今日は健康診断と労働時間の関係について考えてみましょう。

一口に健康診断といってもいっても、さまざまなものがありますが、ここでは一番一般的な定期健康診断について考えます。

健康診断を受ける時間が労働時間に入れるかどうかということは、実は労働時間に含めなくても良いとされているんです。


健康診断は「当然」のこと、と考えると不思議な感じがします。


健康診断というのは、会社側からすれば雇っている従業員の健康を確保するために実施する義務を負っています。

これに違反すると50万円以下の罰金に処せられます。


一方で、会社が従業員に健康診断を受診させようにも、本人が受診を拒むような場合には首に縄をつけてでも受診させるような強制は出来ません。

そのため従業員にも会社が行う健康診断を受ける義務が課せられていますが、法律上の義務といっても従業員には罰則はありません。

ただし、従業員としても労働力を万全な状態で提供することは、労働契約上の義務ですので、従業員が健康診断を受けないことについて、何らかの制裁を課すことについては最高裁の判例で認められています。


さて話を本題に戻しますが、それでは健康診断を受ける際の時間について、本当に労働時間としなくても良いのでしょうか?


この点での行政解釈はこのようになってるんです。

「一般的な健康の確保を図ることを目的として事業者にその実施義務を課したものであり、業務遂行との関連において行われるものではないので、受診のために要した時間については、当然には事業者の負担すべきものではなく、労使協議によって定めるべきものであるが、労働者の健康の確保は、事業の円滑な運営の不可欠な条件であることを考えると、その受診に要した時間の賃金を事業主が支払うことが望ましいこと。
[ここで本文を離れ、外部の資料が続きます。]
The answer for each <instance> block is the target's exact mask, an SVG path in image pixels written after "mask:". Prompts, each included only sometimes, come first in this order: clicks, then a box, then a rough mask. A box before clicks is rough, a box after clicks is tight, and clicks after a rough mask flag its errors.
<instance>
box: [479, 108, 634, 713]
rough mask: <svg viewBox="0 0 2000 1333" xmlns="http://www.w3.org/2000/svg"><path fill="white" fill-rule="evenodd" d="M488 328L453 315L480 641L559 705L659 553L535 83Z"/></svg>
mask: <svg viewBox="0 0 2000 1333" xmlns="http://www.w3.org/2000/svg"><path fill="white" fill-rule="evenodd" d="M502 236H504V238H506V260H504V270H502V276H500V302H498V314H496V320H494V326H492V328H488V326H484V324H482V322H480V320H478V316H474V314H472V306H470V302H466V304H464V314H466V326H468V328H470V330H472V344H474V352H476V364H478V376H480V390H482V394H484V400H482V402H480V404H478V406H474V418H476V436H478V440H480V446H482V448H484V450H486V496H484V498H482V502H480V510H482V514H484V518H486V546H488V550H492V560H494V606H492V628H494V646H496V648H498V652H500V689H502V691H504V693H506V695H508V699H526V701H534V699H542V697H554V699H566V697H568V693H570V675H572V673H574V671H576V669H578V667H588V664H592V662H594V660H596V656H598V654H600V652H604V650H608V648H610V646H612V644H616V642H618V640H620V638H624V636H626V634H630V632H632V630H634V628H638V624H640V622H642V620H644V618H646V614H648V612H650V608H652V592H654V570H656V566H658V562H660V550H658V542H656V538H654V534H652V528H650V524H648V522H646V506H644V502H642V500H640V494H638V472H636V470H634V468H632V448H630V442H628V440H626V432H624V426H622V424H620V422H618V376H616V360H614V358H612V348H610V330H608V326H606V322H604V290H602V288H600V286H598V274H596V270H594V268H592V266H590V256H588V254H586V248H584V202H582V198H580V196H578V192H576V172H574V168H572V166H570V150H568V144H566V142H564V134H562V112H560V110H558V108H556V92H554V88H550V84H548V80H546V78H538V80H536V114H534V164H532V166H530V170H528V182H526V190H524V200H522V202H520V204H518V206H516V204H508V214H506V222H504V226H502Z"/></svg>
」(昭47.9.18基発第602号)


この文中に「当然にして事業者の負担すべきものではない」というのが、労働時間に含めなくてもよいということの根拠です。

ただし、賃金については労働時間としないならば、検診に関する時間を控除しても良いのではということに関しては、「支払うのが望ましい」となっています。

ここでも強制的な表現ではなく、労使の話し合いで決めるべきだけど、賃金を払う方が良いでしょう、という玉虫色の表現です。

これからいくと、一般健康診断の賃金は支払わないことも可能という判断ができるということになります。

ただし、健康診断を行うことが労使双方の義務ですが、健康な状態であることは会社にもメリットがあることを考えると健康診断に要する時間の賃金は、支払ったほうが良いと私は考えます。


会社も個人も健康あっての賜物ですよね。

そろそろ私もメタボ腹を気にしながら、健康診断を申し込もうと思っています。